Chris Grabowski (K-rAd) began engineering sound when he started making mix tapes out of his older siblings' records on his mom’s Harmon Kardon stereo. Copying his favorite songs from vinyl to cassette, he would watch the meters, making sure each song was recorded at the correct level and that the beginning of each track was well-timed. Those early tasks would prove to be some of the essential skills needed for mastering audio.

Noodling around on the Casio keyboard, playing the trumpet, and then the guitar, Grabowski was always looking for a way to connect the music he liked listening to with the music he was formally taught. "How did we get from the 7th grade symphonic band performing “Pachelbel's Canon in D” to “Oh Yeah” by Yello?" Grabowski asks.

"Sound equipment, that’s how!" he notes. Microphones, pre-amps, recording devices, mixing consoles, reverbs, delays, computers, cables, speakers, amplifiers, synthesizers--these were the instruments Grabowski would learn to play. Collecting anything that had to do with sound and learning to play anything he could led to the completion of his full length CD, featuring a cut-up and sequenced composition of sound recordings (lithograph) as K-rAd, debuting in 1997.

While working in a used record store on Belmont Avenue in Chicago, Grabowski was offered the opportunity to mix at a northside club, Morseland. This would lead him to a string of live sound gigs as house engineer for venues such as Elbo Room and Mad Bar, eventually landing him at the historic Green Mill jazz club.

His second home for the next 20 years, the Green Mill is known for high standard musicians, a regularly tuned grand piano, two Hammond B3 organs, "Stella", and two intimate performance environments. With owner, Dave Jemilo, significant improvements were made; Grabowski recalls crawling through the ceiling to hang the new Meyer sound system he designed specific to the club. They then rebuilt the stage in a way that never inhibited the live performances of the week. Constructing Grabowski's custom design, the Green Mill's practical stage converts and doubles in depth, using "hideaway platforms" to even meet the needs of the weekly 18 piece big band.

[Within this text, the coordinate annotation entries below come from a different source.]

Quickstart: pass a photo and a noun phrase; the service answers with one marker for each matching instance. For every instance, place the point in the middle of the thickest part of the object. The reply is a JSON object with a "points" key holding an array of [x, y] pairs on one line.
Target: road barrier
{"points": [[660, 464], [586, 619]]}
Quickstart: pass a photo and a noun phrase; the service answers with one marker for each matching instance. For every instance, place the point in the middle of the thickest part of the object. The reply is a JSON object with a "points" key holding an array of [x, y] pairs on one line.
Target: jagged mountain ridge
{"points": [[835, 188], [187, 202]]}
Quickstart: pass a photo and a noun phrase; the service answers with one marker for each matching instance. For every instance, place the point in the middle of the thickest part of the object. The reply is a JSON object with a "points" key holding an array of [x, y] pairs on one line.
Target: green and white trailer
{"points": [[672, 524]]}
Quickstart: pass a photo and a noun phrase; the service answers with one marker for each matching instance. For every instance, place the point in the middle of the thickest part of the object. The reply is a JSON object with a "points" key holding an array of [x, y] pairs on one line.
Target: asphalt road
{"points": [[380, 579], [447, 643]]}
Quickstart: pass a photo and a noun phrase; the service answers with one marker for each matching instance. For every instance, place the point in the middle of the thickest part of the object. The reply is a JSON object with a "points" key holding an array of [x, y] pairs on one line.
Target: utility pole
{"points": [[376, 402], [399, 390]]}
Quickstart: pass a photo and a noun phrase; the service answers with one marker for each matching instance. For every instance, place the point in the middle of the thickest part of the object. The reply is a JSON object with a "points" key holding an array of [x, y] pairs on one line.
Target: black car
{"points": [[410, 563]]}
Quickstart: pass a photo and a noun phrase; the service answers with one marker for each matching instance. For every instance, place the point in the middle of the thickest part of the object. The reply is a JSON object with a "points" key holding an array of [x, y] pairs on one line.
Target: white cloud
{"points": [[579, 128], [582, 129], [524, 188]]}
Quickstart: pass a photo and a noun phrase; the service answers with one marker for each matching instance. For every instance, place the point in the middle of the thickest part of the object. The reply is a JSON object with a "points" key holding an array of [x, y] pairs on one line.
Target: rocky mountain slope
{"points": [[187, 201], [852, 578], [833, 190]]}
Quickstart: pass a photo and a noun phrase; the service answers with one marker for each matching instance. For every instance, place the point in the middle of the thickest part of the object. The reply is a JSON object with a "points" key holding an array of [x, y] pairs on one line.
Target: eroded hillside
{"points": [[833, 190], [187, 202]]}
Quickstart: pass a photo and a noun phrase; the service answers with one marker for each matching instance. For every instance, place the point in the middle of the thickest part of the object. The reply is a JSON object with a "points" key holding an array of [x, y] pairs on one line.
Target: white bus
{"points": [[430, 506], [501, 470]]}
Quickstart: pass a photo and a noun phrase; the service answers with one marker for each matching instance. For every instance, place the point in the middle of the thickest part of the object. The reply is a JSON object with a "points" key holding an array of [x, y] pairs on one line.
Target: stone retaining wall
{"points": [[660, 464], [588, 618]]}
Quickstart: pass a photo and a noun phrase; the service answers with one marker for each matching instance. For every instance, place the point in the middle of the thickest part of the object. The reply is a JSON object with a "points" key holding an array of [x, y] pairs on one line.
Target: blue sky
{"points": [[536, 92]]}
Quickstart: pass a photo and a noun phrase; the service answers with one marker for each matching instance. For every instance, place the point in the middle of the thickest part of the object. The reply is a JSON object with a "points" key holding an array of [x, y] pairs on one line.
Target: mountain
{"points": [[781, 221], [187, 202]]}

Access to excellent performers and a controlled work environment allowed Grabowski to, "hone my own skills and then dial in the room and create hundreds of live recordings...that many of the artists have since released". The relationships formed with the musicians at the Green Mill continue to yield strong collaborations today. Notably, Grabowski has toured the US and Europe mixing and recording live concerts for the great Patricia Barber, affording him access to world-class performance spaces such as the Harris Theatre (Chicago), Kennedy Center (Washington, DC), National Sawdust (Brooklyn, New York), and the unrivaled Theatro Circo (Braga, Portugal).

While working at the Green Mill, Grabowski realized the need to expand his knowledge of electronics, carpentry, metal working, CAD, and rigging in order to take projects from conception to execution. In 2006, he encountered legendary engineer, Soren Wtirup, who was then repairing tape machines and restoring mixing consoles for studios. After seeing Wtirup's workshop, he asked if Wtirup could use some help and began a 2 year apprenticeship, learning hands-on electronic repair skills.

Grabowski humbly reflects, "As sound seems to be an endless path that keeps on giving, there is so much more to learn. I just want to facilitate music by giving it the attention and respect it most certainly deserves".

Grabowski currently repairs turntables for Djs, designs, plays and builds his own synthesizer modules, repairs and restores mixing consoles, designs and installs sound systems, and builds custom audio cables. He continues to create and release albums as K-rAd, and enjoys manifesting clever solutions that further his own creations.